Under New York law, a forum-selection clause which is asserted for the first time in an invoice, confirmation or acknowledgment materially alters a contract, and "therefore would not be deemed a part of the agreement without express consent." Id. See also Hugo Boss Fashions, Inc. v. Sam's European Tailoring, Inc., 293 A.D.2d 296, 297 (1st Dep't 2002) (forum selection clause found in invoices sent for accepted merchandise "materially alters the parties' oral contacts"); Lorbrook Corp. v. G T Industries, Inc., 162 A.D.2d 69, 72 (3d Dep't 1990) ("the additional term fixing Michigan as the forum State for litigation never became part o the contract, because it materially altered the prior agreement and [objecting party] never expressly assented to it").

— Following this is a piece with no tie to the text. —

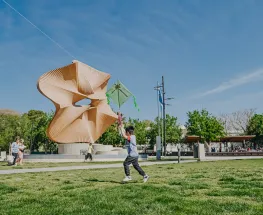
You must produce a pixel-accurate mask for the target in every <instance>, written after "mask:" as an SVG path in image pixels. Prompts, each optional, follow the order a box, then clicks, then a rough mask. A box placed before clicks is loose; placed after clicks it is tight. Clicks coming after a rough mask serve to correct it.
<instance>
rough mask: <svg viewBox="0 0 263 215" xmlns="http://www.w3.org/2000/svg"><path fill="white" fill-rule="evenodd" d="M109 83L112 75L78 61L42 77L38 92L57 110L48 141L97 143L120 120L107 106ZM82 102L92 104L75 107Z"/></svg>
mask: <svg viewBox="0 0 263 215" xmlns="http://www.w3.org/2000/svg"><path fill="white" fill-rule="evenodd" d="M109 79H110V75H109V74H107V73H104V72H100V71H98V70H96V69H94V68H92V67H90V66H88V65H86V64H84V63H81V62H79V61H73V63H72V64H70V65H67V66H65V67H62V68H58V69H55V70H52V71H50V72H47V73H45V74H44V75H42V76H41V77H40V78H39V80H38V85H37V87H38V90H39V91H40V92H41V93H42V94H43V95H44V96H46V97H47V98H48V99H50V100H51V101H52V102H53V103H54V105H55V107H56V113H55V116H54V118H53V119H52V121H51V123H50V125H49V127H48V129H47V135H48V137H49V138H50V139H51V140H53V141H55V142H58V143H74V142H86V143H89V142H91V143H94V142H95V141H96V140H97V139H98V138H99V137H100V136H101V135H102V134H103V132H105V130H106V129H107V128H108V127H109V126H110V125H111V124H113V123H114V122H115V121H116V120H117V119H118V116H117V115H116V114H115V113H114V112H113V111H112V110H111V108H110V106H109V105H108V104H107V99H106V90H107V84H108V81H109ZM83 99H90V100H91V103H90V104H89V105H76V103H77V102H78V101H80V100H83Z"/></svg>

Even if defendants had been in possession of the Terms and Conditions at the time the credit application was executed, "the forum-selection clause would not be a part of the parties['] agreement since it is a material alteration to-which [defendants] never expressly agreed." Arcelormittal, 2009 NY Slip Op 30952U, at *8 (citing K I C Chemicals, Inc. v. ADCO Chemical Co., 1996 U.S. Dist. LEXIS 3244 (S.D.N.Y. 1996)).
As Movado solely asserts the Terms and Conditions language as the basis for personal jurisdiction over defendants in New York, this action is dismissed for lack of personal jurisdiction and the motion by Movado for a default judgment against defendants is denied.
In accordance with the foregoing, it is
ORDERED that the motion by defendants Shapur Mozaffarian, a/k/a Shapur Mohamad Mozaffarian, individually and d/b/a Shapur Mozaffarian, d/b/a Shapur Mozaffarian Jewelry, and d/b/a Shapur Mozaffarian Fine Jewelry, and Arya Mozaffarian to dismiss the complaint is granted; and it is further
ORDERED that the motion by plaintiff Movado Group, Inc., f/k/a North American Watch Corporation, d/b/a Concord Watch Co. for a default judgment is denied; and it is further
ORDERED that the Clerk is directed to enter judgment dismissing the action.
This constitutes the decision and order of the Court.